Independence would only make sense if the Catalan culture was not being allowed to flourish. But that is not the case. Nobody can say that in Catalonia, there is not complete freedom to use the Catalan language.
There should be a discussion on the right to hold a referendum on independence in the first place. That is part of the democratic process and freedom of speech. It is a bit like with Scotland or Canada. Holding a referendum on independence would also apply to Spain. Not automatically, but it could happen.
It is key to know what Catalans really think about independence.

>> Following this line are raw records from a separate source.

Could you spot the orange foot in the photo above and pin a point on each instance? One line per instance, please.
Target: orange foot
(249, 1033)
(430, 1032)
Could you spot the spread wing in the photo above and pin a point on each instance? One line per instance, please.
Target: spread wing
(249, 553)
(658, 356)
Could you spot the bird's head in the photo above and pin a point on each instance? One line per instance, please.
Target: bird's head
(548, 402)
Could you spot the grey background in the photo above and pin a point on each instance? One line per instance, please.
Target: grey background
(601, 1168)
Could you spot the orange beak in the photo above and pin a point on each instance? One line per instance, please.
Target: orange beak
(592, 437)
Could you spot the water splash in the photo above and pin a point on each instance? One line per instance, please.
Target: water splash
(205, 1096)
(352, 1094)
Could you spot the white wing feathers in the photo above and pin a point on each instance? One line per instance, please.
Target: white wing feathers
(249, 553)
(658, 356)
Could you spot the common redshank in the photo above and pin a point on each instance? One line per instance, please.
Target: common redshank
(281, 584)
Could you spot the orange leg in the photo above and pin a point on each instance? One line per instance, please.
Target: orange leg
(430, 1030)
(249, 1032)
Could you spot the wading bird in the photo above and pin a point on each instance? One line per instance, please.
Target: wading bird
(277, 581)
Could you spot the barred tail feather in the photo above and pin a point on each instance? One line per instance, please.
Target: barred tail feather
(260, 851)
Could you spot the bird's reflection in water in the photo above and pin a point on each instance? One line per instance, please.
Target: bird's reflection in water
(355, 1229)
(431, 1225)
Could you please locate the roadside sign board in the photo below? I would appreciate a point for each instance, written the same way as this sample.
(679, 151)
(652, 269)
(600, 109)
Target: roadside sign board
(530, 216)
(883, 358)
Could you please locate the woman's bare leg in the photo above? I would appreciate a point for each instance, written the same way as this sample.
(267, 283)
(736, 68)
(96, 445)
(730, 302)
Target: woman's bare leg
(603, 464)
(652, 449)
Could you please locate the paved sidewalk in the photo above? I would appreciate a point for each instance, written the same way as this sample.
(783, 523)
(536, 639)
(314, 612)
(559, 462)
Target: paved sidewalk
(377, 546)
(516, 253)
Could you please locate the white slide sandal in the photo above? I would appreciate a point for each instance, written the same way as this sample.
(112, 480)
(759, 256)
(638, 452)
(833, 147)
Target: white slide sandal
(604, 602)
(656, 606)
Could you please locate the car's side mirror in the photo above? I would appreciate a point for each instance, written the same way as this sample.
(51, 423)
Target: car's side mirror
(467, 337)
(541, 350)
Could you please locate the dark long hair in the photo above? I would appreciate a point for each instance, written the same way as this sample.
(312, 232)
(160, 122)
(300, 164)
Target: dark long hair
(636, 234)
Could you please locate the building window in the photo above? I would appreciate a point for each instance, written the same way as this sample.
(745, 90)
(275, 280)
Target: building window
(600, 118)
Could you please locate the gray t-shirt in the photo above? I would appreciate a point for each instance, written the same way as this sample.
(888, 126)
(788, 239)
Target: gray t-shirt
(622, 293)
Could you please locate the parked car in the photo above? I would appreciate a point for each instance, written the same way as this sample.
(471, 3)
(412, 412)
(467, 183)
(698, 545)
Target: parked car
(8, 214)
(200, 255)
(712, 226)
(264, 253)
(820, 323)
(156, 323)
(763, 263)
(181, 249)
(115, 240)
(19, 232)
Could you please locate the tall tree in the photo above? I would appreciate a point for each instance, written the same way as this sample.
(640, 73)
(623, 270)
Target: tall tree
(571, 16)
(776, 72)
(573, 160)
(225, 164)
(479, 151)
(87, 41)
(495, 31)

In any case, it would take at least 10 to 15 years for any hypothetical independent Catalonia state to consolidate itself. And, during that time, there would be a lot to lose in economic terms. Also, it would create a state of unease within the Catalan people - and both these factors would create social instability.
Salvador Cardus, professor of sociology
I think Catalonian independence is not only feasible, it is also very likely. And sooner than we may think.
The first option is to pull out all the stops the law will allow. It is true that if you look at the small print of the current Spanish constitution, it is actually going to be very difficult. But that does not mean it is impossible.
In the end the decisions are fundamentally political, and not strictly legal.
Now, if there is no political will [to allow independence], then there would have to be some sort of break with the current laws. Or perhaps the support of international institutions would have to be sought; or, we could force a change and deal with the technicalities later.
After all, in the 20th Century, the majority of countries seeking independence achieved it not through legal means but through the will of the people.